Alex  (atayler) | 7 comments Jerrod wrote: "Piter wrote: "The only real H.P. Lovecraft desciples that I really enjoy are Ramsey Campbell and Rob Bloch. "

Don't enjoy Brian Lumley? I think he does a decent job."


Brian Lumley writes some great books. The first couple of the Necroscope series were awesome.


message 45: by Scott (new)

Scott King Dinösaur wrote: "Yay! I'm not the only person in the world who knows William Browning Spencer!!"


Resume With Monsters was the only book I've ever gotten up early to read before work. Brilliant, creepy, funny.

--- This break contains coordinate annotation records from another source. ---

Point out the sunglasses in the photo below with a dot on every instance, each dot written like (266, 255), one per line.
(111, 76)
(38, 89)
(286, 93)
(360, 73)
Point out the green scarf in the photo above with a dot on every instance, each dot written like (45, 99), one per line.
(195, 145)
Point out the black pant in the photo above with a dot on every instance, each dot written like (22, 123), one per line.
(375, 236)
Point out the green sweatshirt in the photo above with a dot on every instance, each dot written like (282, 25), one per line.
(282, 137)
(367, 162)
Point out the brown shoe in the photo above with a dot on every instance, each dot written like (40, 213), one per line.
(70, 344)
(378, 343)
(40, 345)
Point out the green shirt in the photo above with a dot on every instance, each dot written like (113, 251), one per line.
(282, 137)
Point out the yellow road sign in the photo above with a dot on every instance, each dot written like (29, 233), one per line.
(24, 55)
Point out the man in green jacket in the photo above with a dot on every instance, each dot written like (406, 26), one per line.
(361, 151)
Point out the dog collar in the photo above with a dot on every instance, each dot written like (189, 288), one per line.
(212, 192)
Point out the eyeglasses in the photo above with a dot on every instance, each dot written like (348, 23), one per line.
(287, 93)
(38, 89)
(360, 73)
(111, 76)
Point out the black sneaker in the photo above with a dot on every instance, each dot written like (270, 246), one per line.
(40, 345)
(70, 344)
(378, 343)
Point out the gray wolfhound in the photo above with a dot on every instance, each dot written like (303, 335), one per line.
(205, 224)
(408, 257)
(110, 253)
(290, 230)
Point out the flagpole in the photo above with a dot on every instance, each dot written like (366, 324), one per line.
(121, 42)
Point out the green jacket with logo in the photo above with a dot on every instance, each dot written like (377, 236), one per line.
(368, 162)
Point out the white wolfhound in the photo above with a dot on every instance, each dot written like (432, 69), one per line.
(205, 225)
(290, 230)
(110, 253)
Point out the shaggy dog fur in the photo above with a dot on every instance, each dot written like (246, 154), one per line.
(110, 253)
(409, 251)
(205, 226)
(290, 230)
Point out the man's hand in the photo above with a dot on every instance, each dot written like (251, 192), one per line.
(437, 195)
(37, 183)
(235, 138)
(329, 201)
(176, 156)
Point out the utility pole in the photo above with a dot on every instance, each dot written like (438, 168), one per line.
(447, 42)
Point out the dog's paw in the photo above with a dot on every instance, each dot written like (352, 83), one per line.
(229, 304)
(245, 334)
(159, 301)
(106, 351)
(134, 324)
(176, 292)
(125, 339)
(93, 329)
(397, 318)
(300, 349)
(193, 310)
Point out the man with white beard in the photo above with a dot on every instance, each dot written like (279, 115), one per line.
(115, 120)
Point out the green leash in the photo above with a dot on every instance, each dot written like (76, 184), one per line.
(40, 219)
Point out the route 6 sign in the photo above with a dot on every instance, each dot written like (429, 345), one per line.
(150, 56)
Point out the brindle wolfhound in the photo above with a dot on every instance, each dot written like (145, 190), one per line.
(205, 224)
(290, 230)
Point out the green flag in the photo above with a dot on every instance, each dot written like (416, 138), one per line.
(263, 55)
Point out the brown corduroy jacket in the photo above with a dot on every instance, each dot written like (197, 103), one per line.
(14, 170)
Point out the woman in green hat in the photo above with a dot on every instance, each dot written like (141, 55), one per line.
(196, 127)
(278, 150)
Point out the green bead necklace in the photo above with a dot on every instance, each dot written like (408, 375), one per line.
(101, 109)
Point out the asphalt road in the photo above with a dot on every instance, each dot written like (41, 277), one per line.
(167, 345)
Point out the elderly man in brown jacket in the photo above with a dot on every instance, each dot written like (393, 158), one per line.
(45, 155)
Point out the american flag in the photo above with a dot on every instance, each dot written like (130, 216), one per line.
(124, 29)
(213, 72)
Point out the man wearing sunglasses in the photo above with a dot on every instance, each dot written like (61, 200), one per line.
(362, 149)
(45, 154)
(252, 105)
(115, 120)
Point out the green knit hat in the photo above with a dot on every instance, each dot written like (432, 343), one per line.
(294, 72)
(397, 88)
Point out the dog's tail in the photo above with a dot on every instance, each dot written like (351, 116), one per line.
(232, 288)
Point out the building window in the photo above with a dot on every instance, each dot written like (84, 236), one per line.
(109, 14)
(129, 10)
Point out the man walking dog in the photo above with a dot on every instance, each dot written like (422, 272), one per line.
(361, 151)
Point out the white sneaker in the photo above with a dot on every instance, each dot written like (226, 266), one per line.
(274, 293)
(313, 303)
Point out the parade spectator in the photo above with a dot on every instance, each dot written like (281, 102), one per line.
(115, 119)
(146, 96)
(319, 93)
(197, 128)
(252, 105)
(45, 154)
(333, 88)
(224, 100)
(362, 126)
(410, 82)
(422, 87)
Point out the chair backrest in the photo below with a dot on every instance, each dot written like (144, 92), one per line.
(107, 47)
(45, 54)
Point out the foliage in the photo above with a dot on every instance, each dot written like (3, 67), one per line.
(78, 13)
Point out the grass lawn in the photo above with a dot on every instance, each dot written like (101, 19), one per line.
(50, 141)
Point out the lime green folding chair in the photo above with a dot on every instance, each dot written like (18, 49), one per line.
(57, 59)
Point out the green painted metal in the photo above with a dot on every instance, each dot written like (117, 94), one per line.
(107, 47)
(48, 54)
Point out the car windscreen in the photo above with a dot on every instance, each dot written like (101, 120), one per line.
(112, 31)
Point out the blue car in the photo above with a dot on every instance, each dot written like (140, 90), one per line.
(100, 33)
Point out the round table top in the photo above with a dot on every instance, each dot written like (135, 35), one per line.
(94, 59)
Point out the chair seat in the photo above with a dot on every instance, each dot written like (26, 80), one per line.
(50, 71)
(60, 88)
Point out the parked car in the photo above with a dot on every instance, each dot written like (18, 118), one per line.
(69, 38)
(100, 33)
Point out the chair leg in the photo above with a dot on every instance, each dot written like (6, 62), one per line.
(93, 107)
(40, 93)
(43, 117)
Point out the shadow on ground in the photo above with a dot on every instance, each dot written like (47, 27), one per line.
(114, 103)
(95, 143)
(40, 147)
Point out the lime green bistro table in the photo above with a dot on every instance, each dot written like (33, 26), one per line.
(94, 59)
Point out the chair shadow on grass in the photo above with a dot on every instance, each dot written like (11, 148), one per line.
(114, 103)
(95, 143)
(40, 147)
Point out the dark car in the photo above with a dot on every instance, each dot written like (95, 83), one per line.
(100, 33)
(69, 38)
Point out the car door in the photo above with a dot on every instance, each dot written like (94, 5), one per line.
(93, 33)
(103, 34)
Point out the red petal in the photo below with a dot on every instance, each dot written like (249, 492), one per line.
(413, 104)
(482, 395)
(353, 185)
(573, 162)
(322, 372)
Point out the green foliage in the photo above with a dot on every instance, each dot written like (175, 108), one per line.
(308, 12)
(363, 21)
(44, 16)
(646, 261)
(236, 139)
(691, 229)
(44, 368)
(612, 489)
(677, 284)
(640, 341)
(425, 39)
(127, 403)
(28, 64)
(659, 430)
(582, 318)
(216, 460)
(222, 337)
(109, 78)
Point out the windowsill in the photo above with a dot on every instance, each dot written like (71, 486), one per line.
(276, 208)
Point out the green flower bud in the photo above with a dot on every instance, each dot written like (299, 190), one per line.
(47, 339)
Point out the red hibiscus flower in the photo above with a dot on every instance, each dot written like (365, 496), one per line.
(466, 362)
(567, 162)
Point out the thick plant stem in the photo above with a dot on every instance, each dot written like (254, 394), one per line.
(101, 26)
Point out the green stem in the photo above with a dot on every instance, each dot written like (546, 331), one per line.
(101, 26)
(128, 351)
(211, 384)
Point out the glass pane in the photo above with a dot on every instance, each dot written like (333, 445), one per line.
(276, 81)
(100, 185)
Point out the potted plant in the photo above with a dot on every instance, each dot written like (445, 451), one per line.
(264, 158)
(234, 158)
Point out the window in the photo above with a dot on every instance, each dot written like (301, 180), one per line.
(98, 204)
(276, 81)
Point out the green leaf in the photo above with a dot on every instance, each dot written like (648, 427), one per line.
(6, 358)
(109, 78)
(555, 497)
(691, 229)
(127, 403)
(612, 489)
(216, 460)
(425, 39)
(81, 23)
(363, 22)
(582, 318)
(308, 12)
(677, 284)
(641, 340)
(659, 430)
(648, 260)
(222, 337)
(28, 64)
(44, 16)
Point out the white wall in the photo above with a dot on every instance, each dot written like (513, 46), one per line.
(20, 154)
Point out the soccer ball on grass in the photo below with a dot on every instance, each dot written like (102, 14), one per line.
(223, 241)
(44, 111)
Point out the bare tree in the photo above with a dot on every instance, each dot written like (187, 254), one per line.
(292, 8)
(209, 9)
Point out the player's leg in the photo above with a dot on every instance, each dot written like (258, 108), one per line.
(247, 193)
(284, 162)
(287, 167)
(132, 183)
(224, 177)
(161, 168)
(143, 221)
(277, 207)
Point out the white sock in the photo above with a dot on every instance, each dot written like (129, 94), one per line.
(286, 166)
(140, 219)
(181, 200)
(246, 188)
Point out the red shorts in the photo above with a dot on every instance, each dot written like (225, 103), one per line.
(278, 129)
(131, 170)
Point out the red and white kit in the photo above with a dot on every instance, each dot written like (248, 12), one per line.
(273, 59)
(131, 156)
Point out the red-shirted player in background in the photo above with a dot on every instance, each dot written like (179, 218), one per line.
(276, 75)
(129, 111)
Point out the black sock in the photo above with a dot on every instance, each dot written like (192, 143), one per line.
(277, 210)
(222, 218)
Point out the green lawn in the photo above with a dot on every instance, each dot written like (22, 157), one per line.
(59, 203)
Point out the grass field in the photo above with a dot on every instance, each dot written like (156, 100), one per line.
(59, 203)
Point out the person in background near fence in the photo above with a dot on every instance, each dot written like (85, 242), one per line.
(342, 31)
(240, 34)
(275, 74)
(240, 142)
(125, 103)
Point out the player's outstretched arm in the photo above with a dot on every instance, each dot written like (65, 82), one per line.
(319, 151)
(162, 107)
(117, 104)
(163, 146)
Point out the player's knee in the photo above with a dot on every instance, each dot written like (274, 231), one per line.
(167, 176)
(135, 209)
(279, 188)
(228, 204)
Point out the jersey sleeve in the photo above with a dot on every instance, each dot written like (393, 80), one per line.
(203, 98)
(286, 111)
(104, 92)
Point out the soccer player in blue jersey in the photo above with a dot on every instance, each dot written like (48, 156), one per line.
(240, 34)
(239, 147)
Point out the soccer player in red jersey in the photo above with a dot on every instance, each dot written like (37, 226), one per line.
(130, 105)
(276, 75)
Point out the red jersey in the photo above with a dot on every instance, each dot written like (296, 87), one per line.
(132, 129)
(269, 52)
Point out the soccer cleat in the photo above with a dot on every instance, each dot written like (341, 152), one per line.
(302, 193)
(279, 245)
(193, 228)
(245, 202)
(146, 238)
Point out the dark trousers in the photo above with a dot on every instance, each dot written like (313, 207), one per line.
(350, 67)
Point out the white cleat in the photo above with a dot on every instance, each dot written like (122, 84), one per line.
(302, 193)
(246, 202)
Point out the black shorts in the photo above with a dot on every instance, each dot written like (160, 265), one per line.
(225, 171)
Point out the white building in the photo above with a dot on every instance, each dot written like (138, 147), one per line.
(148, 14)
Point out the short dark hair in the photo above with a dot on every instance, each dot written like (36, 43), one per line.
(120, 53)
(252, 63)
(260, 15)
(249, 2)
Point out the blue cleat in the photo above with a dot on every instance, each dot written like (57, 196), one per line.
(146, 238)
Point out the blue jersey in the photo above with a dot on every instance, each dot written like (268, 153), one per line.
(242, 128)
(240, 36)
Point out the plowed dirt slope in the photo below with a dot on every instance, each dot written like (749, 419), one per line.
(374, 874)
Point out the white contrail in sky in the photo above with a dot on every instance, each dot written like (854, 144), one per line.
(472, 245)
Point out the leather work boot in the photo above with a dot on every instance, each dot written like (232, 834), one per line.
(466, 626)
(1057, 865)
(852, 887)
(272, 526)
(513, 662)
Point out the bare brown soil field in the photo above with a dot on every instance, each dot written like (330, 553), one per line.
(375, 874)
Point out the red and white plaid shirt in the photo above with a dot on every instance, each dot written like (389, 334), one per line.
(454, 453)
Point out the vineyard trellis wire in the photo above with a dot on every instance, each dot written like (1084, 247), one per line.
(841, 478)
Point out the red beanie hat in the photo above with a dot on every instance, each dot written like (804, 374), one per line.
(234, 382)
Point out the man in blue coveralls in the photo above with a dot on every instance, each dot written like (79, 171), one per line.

message 46: by Aloha (new)

Aloha | 4052 comments To fix a glitch in getting individual posts


message 47: by Poisonpoppy (new)

Poisonpoppy | 1 comments 'At the Mountains of Madness,' is the best of the best. However, if you are into the poetical, sci-fi aspect of his writing, you need to check out Clark Ashton Smith.


message 48: by Jason (new)

Jason (darkfiction) | 3233 comments My favorites by Lovecraft (if I haven't already mentioned them) are Call of Cthulhu and The Tomb. At the Mountains of Madness is pretty darn good too!


message 49: by Lorenzo (new)

Lorenzo Escobar I liked The Rats in the Walls, The Picture in the House, The Outsider, Pickman's Model was omg good, The Dunwhich Horror-a little overrated but still great, The Call of Cthulhu was amazing, Dagon freaked me out, Herbert West Re-Animator was pulpy, but sort of my taste, and At the Mountains of Madness was the best.


message 50: by Jason (new)

Jason (darkfiction) | 3233 comments I have yet to read The Rats in the Wall. I keep hearing how great it is.